Data Value Chain, AI vs The Value of Human Judgement
Yesterday I discussed how AI agents moved from the the back end of the stack to the front end, increasingly becoming the main interface to the healthcare machinery.
Today I want to zoom in on how data actually flows through the system.
Let’s start with the origins of the data. When a patient visits the doctor, he’s the subject of the examination. It’s his condition that is being captured in the initial conversation and it’s his vitals that are being measured. Indeed, the clinician’s role at this point is to do just that - capture as much relevant data as she possibly can. This data capture can take the form of a doctor typing down information on their computer or by a diagnostic device measuring certain biomarkers.
All of this information is then collected, integrated and contextualised by the data storage layer, which includes the local HIS, potentially some cloud applications and the EHR/ePA, where the patient history is stored. The final layer is the intelligence layer, where the data is analysed and turned from mere information into actual knowledge. This is how it looks like in a drawing:

The data starts in a raw state at the patient, is then captured in various ways, contextualised and interpreted, and is finally sent back to the clinician for evaluation and treatment decision.
If you look closely enough, you may notice this process resembles a version of the data-information-knowledge-wisdom image you may have seen online:

Also called the DIKW Pyramid, it maps perfectly into how data transforms from a raw material to something useful. Useful in the context of healthcare means actionable, as this is ultimately the goal - a patient comes with a problem and a doctor prescribes a course of action for how to fix that.

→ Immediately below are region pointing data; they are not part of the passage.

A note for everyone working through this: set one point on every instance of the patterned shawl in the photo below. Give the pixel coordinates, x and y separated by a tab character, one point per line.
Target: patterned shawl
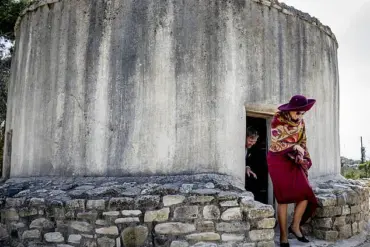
285	134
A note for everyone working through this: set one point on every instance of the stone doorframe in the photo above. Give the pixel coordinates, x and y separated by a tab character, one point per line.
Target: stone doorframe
265	111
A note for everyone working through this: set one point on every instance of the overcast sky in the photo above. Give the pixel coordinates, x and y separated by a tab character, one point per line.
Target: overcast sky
350	22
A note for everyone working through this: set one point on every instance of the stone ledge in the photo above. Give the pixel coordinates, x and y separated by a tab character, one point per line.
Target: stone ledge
282	7
121	212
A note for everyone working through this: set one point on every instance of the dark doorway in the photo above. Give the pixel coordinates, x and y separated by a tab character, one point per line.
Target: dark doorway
257	161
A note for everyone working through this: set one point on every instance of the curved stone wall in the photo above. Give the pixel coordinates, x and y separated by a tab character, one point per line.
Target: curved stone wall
160	87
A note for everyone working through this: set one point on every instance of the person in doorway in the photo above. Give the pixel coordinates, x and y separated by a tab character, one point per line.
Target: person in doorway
288	163
251	139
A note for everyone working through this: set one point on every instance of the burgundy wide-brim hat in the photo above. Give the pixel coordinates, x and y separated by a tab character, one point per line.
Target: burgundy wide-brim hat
298	103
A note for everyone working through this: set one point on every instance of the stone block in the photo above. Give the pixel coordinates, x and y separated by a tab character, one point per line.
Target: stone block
323	223
106	242
31	235
147	202
26	212
173	200
260	211
355	209
340	221
53	237
345	231
261	235
179	244
131	213
42	223
266	244
109	231
232	237
266	223
121	203
232	214
326	235
233	203
79	226
95	204
10	214
157	215
186	212
346	210
76	204
200	199
74	239
126	220
211	212
206	226
329	212
327	200
134	236
174	228
203	236
237	226
90	216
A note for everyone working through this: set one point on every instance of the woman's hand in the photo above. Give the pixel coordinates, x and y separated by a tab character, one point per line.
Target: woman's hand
299	149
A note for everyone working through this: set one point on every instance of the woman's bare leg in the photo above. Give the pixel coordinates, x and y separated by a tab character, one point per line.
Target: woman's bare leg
282	218
298	213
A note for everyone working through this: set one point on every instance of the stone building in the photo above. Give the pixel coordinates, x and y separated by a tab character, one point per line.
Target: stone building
140	109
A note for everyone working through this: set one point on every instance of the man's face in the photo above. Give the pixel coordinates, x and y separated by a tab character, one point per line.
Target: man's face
251	140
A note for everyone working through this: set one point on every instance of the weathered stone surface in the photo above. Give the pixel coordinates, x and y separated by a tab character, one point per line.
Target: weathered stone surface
340	221
134	236
147	202
179	244
158	215
346	210
31	234
79	226
121	203
232	237
345	231
266	223
266	244
204	236
174	228
106	242
173	200
206	226
233	203
77	204
186	212
26	212
74	239
92	215
126	220
323	223
261	235
232	214
111	231
10	214
329	211
200	199
54	237
95	204
237	226
327	200
41	223
130	213
260	211
3	232
355	209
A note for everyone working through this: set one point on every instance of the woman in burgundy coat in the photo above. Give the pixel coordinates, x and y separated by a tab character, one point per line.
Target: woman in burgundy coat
288	164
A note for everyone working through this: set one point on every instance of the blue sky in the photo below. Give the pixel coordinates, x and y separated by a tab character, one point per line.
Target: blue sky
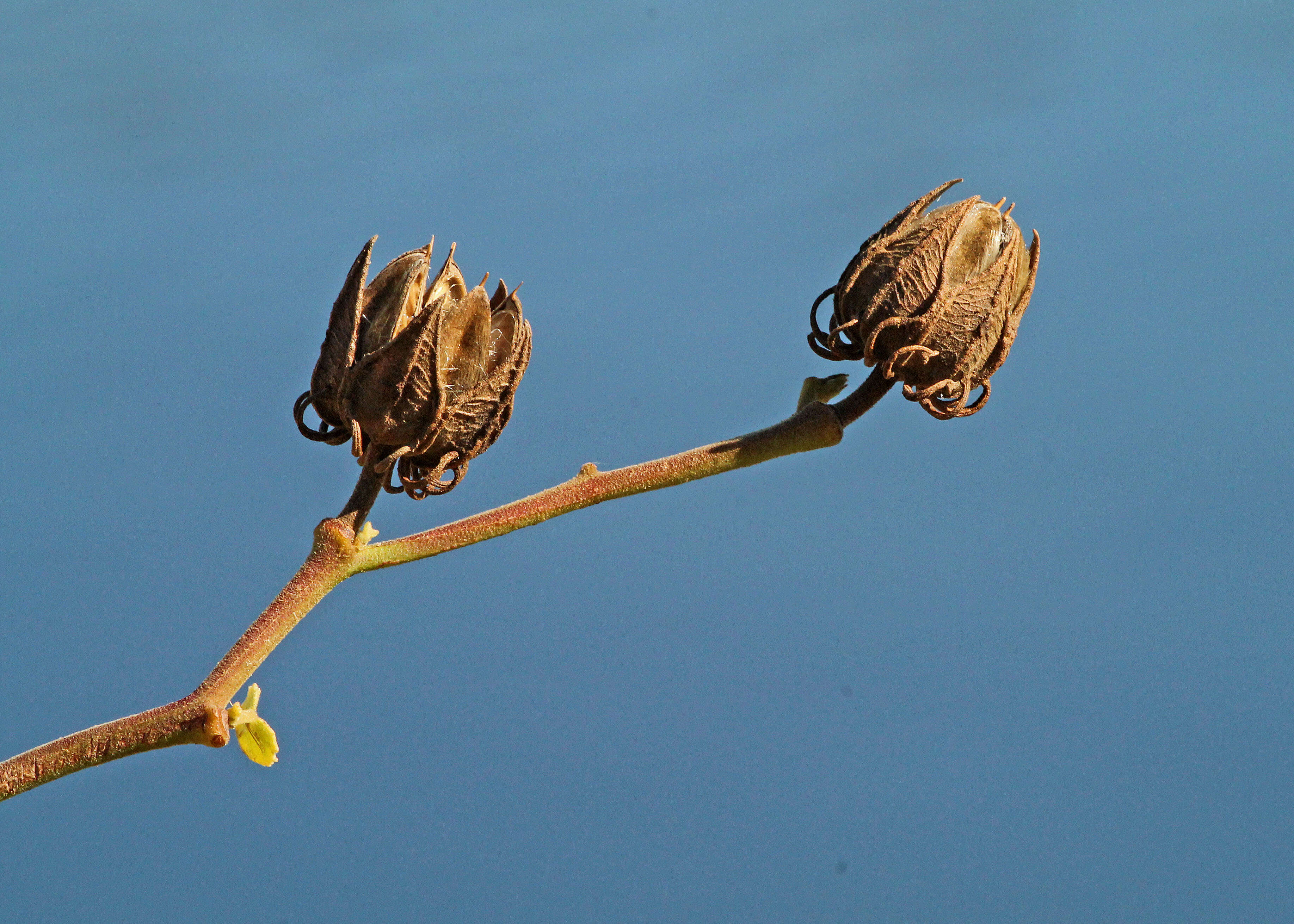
1029	666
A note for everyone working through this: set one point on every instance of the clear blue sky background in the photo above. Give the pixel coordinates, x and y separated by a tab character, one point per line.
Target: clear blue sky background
1034	666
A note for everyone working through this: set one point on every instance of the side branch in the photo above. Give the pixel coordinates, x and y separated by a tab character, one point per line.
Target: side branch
201	719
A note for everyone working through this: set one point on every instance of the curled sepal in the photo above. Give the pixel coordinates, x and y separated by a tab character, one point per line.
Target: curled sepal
255	737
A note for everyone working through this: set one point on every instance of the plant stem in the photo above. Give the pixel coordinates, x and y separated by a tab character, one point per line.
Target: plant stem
200	718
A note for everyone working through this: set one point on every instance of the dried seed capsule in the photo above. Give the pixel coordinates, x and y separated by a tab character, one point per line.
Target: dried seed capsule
420	378
936	297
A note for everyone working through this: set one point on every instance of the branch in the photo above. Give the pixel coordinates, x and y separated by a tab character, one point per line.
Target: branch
201	718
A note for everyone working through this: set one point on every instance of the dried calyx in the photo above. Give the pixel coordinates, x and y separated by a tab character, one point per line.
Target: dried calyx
420	378
936	298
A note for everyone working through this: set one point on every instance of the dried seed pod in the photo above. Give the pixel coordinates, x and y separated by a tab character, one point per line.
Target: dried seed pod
936	297
420	378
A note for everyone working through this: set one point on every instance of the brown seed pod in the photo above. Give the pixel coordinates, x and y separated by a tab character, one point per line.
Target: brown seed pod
936	297
420	378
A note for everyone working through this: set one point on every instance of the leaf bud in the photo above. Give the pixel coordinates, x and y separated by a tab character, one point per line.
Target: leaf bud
418	377
935	297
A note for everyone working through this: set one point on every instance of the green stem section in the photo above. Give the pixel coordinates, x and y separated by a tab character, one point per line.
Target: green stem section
200	718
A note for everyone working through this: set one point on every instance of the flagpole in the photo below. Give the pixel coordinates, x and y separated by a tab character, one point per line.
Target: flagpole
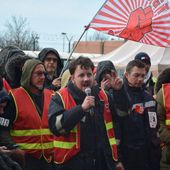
70	55
86	28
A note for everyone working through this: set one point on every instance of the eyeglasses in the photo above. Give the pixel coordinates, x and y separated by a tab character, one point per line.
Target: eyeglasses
40	73
136	75
51	59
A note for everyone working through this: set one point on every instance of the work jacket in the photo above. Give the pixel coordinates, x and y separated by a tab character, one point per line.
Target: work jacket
69	145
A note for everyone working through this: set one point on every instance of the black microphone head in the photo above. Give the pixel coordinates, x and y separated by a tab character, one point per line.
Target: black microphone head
88	91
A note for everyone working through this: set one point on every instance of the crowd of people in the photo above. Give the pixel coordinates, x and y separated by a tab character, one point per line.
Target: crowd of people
85	119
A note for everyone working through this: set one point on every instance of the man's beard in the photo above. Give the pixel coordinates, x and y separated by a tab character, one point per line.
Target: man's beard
37	87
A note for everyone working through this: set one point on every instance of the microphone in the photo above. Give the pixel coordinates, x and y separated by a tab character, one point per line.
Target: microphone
88	93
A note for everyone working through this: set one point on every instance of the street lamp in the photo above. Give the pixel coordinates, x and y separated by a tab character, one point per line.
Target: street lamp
69	39
63	33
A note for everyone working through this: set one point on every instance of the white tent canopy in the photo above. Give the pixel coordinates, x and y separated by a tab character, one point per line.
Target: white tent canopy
121	56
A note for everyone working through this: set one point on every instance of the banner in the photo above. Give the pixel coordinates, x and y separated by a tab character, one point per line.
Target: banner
145	21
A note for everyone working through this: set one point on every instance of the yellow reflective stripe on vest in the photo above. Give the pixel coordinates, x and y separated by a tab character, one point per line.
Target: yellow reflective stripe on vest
47	145
64	145
35	132
109	126
167	122
112	141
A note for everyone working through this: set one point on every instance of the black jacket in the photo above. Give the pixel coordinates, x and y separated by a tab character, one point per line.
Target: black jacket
94	143
140	144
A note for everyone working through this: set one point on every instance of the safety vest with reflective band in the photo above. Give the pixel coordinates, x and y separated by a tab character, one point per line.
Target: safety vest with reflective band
166	98
30	131
69	145
6	85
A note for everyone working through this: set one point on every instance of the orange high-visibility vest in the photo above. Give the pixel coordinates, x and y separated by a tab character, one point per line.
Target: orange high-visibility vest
30	131
69	145
6	85
166	98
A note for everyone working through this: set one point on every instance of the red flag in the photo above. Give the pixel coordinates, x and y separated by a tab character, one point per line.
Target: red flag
145	21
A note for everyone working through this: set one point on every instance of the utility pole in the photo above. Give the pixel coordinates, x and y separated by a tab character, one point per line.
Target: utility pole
69	39
35	40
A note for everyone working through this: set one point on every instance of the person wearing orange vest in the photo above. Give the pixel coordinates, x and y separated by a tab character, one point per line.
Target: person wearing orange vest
162	91
28	117
81	119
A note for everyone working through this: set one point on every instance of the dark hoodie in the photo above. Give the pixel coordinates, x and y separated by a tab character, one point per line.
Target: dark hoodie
118	96
6	54
43	54
103	68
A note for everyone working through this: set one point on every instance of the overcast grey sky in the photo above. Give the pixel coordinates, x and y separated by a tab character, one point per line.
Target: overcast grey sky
49	18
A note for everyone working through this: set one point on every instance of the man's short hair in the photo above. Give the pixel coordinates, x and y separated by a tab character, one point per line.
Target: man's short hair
84	62
134	63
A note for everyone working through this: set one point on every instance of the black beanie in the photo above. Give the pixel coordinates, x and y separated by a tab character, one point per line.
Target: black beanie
144	57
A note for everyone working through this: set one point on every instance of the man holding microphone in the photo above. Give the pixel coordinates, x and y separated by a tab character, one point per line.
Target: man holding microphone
81	120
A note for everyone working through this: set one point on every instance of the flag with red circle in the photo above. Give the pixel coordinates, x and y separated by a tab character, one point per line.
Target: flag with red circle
145	21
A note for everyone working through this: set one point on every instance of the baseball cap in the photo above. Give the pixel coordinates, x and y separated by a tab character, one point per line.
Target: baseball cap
144	57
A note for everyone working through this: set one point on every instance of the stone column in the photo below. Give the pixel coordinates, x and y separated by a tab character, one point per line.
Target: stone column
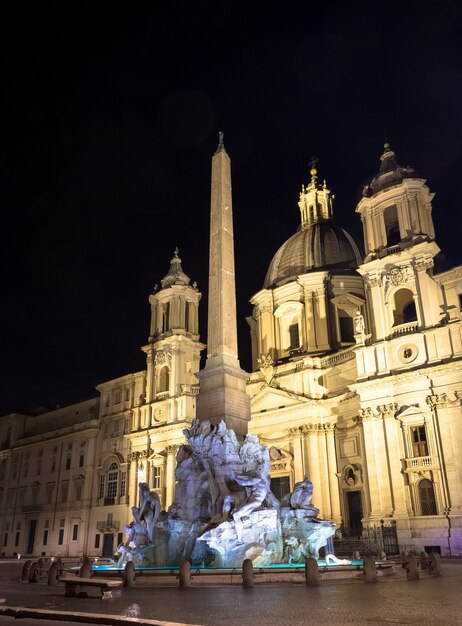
333	478
395	453
296	438
170	474
447	416
374	468
133	479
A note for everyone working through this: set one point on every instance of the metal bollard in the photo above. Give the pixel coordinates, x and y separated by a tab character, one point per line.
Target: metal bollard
185	574
129	574
434	564
411	567
311	572
85	569
54	573
247	574
423	560
25	570
33	572
369	571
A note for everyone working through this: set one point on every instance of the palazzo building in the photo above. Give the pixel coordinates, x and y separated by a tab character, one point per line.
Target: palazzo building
356	382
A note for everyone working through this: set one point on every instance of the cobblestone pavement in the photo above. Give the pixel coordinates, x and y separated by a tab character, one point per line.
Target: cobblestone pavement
394	600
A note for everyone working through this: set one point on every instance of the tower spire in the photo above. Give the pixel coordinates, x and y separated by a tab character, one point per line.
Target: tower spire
222	394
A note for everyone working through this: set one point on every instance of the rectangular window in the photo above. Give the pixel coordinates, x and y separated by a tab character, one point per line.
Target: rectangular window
346	327
157	477
102	481
419	441
64	492
123	483
294	336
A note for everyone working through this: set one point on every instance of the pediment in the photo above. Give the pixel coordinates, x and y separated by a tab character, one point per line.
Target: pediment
270	398
409	413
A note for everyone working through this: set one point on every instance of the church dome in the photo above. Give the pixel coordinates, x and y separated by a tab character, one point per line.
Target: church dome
319	246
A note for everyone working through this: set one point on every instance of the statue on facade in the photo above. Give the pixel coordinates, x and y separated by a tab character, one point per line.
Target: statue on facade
301	497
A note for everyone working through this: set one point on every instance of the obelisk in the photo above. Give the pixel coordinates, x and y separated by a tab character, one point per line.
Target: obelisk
222	393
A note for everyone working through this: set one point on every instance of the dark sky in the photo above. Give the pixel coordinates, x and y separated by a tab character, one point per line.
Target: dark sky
110	116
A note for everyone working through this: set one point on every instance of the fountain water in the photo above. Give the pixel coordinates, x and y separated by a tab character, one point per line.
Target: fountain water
223	510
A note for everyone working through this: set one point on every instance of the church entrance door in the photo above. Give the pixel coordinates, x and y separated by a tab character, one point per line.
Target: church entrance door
108	544
355	513
31	538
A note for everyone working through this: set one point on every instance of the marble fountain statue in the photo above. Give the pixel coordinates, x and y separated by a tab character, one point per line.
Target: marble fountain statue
223	509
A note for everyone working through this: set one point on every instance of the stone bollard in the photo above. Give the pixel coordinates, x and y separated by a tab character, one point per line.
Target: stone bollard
85	569
311	572
411	567
247	574
434	564
423	556
369	571
185	574
129	574
54	572
25	570
33	572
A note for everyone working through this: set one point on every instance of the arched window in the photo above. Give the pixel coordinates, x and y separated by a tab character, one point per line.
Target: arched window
164	379
390	217
165	317
112	480
404	307
409	313
427	497
112	483
186	315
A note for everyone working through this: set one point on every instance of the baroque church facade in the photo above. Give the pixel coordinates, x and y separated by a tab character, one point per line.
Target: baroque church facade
356	382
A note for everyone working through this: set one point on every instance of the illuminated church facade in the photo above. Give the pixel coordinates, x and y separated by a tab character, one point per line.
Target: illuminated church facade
356	382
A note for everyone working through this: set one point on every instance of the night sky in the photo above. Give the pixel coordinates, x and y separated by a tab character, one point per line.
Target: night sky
110	117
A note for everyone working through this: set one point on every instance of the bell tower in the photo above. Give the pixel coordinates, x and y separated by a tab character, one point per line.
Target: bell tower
399	241
173	351
395	209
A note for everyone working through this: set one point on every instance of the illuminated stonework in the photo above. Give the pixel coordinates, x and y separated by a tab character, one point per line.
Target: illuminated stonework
356	382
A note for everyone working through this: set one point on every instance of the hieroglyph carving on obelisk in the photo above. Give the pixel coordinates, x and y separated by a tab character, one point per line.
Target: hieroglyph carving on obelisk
222	383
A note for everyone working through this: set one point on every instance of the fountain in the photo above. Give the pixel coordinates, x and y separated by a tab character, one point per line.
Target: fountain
223	510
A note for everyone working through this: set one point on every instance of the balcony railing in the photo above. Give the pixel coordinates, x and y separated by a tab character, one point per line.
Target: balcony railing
419	463
108	526
31	508
404	329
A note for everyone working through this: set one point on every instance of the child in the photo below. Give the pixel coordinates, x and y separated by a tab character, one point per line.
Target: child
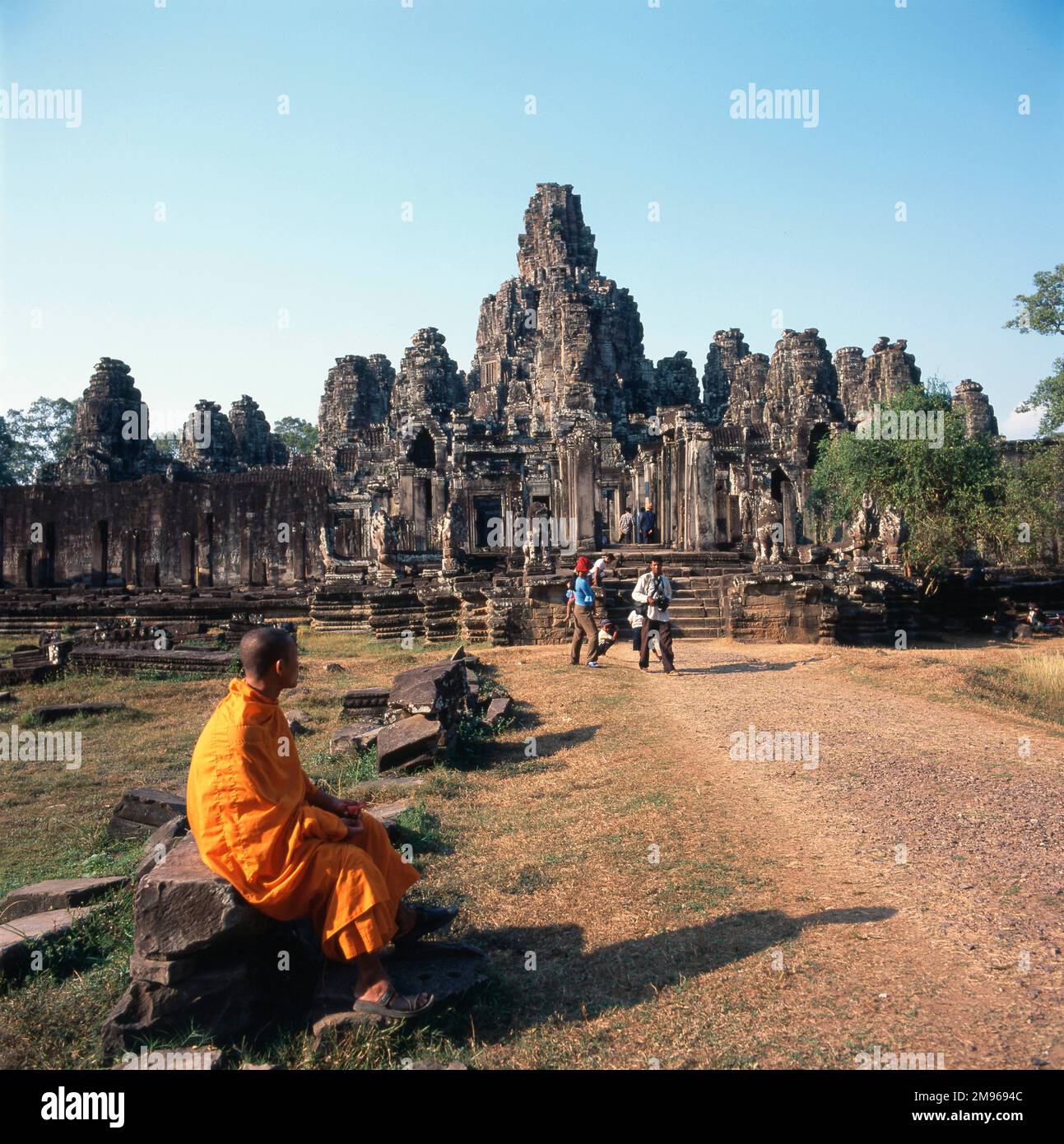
636	621
606	636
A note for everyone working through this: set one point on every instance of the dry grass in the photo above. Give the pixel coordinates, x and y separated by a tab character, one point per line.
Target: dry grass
642	903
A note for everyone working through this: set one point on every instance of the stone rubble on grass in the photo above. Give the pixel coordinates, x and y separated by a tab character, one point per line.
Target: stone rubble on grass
202	956
159	844
54	712
445	970
18	937
365	704
410	744
298	721
356	737
388	813
55	894
143	810
498	709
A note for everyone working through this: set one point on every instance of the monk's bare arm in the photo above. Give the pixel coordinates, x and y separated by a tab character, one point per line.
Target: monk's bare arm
348	812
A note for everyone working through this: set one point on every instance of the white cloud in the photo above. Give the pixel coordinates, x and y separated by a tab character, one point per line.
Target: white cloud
1020	425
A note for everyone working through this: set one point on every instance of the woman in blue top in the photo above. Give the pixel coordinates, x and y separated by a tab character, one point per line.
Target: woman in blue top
583	612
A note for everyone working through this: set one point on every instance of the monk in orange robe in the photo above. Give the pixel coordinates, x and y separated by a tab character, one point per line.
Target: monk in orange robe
290	849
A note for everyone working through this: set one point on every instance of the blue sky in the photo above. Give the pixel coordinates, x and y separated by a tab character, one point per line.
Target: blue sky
425	105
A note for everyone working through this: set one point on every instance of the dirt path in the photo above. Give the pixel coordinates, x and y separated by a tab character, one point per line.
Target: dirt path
686	909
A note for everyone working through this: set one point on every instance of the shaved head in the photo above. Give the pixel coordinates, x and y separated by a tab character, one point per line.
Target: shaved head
263	648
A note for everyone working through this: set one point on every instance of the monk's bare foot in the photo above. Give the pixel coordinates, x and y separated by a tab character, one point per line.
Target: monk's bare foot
405	918
374	988
379	990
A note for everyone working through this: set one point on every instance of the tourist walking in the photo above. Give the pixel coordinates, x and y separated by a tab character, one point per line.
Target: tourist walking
653	594
627	527
583	613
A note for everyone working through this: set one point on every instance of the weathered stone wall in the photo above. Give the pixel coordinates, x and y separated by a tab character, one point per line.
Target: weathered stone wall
253	528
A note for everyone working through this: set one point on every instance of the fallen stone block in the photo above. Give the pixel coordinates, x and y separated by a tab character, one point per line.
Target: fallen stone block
388	813
159	844
55	894
445	970
142	810
498	709
369	788
54	712
437	690
365	703
298	721
410	742
356	737
181	907
161	970
18	938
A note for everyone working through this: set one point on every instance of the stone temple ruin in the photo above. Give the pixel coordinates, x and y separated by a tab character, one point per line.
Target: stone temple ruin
450	504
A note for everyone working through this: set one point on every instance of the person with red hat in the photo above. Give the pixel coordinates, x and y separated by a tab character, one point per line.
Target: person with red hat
583	612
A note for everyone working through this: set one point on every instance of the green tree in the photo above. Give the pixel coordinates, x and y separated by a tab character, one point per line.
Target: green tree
950	495
1043	313
299	435
166	444
7	449
41	434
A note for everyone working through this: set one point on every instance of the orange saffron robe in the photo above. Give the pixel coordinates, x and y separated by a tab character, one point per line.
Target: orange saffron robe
249	810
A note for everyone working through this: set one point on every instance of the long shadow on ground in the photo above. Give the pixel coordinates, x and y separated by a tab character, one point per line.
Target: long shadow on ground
569	984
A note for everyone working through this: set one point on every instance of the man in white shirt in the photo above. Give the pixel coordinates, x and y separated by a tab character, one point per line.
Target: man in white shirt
627	527
653	593
600	569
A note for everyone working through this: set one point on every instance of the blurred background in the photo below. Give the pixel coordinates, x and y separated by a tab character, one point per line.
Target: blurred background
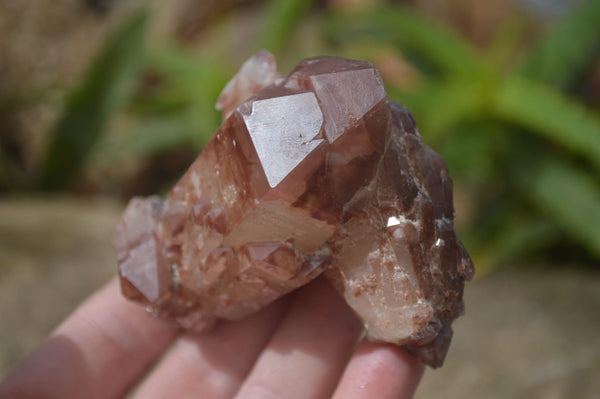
104	99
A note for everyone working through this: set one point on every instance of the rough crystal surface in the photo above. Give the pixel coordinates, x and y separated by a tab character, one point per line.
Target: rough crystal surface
309	173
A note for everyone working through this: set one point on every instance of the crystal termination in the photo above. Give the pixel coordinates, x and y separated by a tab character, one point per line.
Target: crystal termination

What’s interesting is that in the current reality, the clinician is both part of the information layer (he’s observing, measuring and writing things down) and the wisdom layer (he’s the one deciding which approach to pursue). The AI is limited to synthesising and interpreting the data, maybe even suggesting a list of treatment options, but the final decision is made by the human.
This isn’t because humans are better at making informed decisions based on the data they have (they are not) or because an AI cannot carry responsibility (they will be able to). It’s rather that an AI - despite all of its intelligence and access to stored data - doesn’t have all the data or all the context after all; only humans do. There are certain things only humans can see, feel and understand; things that are not measurable and that are culturally or personally specific. How we value things, how we make choices, how we weigh options.
A breastfeeding mother might want to avoid taking antibiotics as a first treatment option, as that means she might have to stop breastfeeding, even if antibiotics would have been the fastest and most effective treatment for her condition. A person with a partially blocked artery might not want to get a stent right away, as that may be in the way of them achieving their dream to make a long-planned emotionally important trip. An old patient with cancer might not want to go through therapy or surgery, as they prefer to live the little time they have left in peace.
Those are all judgement calls that are entirely linked to each person’s individual setting and preference. From that lens, the AI works in a vacuum - they have the disease and biology data, but don’t have the “human condition” data, and I’d argue they never will.
Seth Godin captured it best in his mini essay:
Decisions are easy, choices are hard.
A good decision is our best analysis of the facts, options and risks. If it’s too close to call, flip a coin, because it’s too close to call.
On the other hand, a choice involves understanding our priorities, evaluating our preference for risk and sometimes, changing our minds. None of these are easy.
If we face a difficult choice, it’s helpful to stop thinking about it as a decision. It’s a choice. Decisions are strategic, choices are personal.
AI is great at making decisions; but when it comes to making choices, we need humans.